In late 2012, Charity worms her way into Emmerdale Haulage by getting a contract that the Kings' needed. She gives them the contract on the condition that they give her 20% of the business, which Jimmy and Carl reluctantly agree to. This led to Carl and Jimmy arguing frequently as Charity is determined to drive a wedge between them, which results in Carl evicting Jimmy, Nicola and Angelica. In October 2012, Carl is murdered by Cameron Murray, leaving Jimmy the only King brother left. It is revealed in Carl's will that he left his estate to Jimmy. In August 2015, Jimmy admits he is in financial trouble and sells Mill Cottage. Rakesh Kotecha (Pasha Bocarie) makes an offer, wanting to turn the house into luxury flats, but another couple offer more than Rakesh and Jimmy accepts. However, Rakesh tells the couple that he is Jimmy's lawyer and says that he has had a higher offer. They pull out, forcing Jimmy to accept Rakesh's offer, £265,000. Jimmy has the last laugh, when the couple raise their offer but Jimmy sells to Rakesh and not report him for fraud, providing he signs his house, Victoria Cottage, over in part-exchange. When Nicola finds out what has happened, on her return, she is not amused, but eventually accepts it.

==Reception==
In August 2017, Miles was longlisted for Funniest Male at the Inside Soap Awards. He made the viewer-voted shortlist, although lost to Dominic Brunt, who portrays Paddy Kirk.

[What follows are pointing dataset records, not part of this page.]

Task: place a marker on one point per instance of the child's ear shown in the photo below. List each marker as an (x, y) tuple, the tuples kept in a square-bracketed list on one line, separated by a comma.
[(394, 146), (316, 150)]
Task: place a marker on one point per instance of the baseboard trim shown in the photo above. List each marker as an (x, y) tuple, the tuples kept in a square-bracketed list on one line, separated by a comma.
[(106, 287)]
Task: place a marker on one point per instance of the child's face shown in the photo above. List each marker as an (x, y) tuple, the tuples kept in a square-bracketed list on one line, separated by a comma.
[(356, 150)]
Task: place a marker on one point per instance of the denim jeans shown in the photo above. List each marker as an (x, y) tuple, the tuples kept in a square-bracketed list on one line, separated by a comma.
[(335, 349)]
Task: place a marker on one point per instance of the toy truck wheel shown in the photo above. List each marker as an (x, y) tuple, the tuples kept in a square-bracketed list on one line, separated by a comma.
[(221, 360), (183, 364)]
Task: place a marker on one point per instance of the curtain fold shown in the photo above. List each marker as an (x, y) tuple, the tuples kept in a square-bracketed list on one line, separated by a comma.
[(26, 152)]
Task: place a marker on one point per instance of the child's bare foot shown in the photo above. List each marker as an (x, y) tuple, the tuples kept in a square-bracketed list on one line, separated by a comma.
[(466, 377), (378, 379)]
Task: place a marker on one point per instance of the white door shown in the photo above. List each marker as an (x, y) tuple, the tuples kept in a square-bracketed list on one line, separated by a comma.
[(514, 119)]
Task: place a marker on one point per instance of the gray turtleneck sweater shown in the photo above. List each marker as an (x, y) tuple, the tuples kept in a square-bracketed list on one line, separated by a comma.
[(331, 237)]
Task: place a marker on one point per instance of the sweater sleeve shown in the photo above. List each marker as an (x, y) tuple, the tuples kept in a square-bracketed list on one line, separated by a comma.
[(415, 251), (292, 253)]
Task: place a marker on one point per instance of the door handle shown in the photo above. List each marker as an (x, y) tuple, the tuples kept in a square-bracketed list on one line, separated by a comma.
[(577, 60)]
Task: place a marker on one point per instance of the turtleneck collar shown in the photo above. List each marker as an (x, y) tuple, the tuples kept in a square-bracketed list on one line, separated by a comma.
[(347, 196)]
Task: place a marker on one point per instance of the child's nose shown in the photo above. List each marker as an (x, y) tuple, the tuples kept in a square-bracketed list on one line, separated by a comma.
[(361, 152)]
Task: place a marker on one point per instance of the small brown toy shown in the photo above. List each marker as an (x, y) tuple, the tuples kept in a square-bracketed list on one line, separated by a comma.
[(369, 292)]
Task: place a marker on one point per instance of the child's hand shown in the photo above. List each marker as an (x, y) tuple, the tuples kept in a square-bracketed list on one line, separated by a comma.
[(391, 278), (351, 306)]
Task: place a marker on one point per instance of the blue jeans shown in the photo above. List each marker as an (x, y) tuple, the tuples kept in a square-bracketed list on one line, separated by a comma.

Jimmy's amnesia storyline received mostly negative responses from viewers. Many claiming the storyline is "cringe-worthy", "hard to watch" and "unbelievable" due to many fans enjoying the Jimmy-Nicola match.

In June 2020, the British broadcasting authority Ofcom received twelve complaints, regarding a scene featuring Jimmy telling a coronavirus joke. The character's dialogue was "at least we don't have to do the school run. Thank you coronavirus."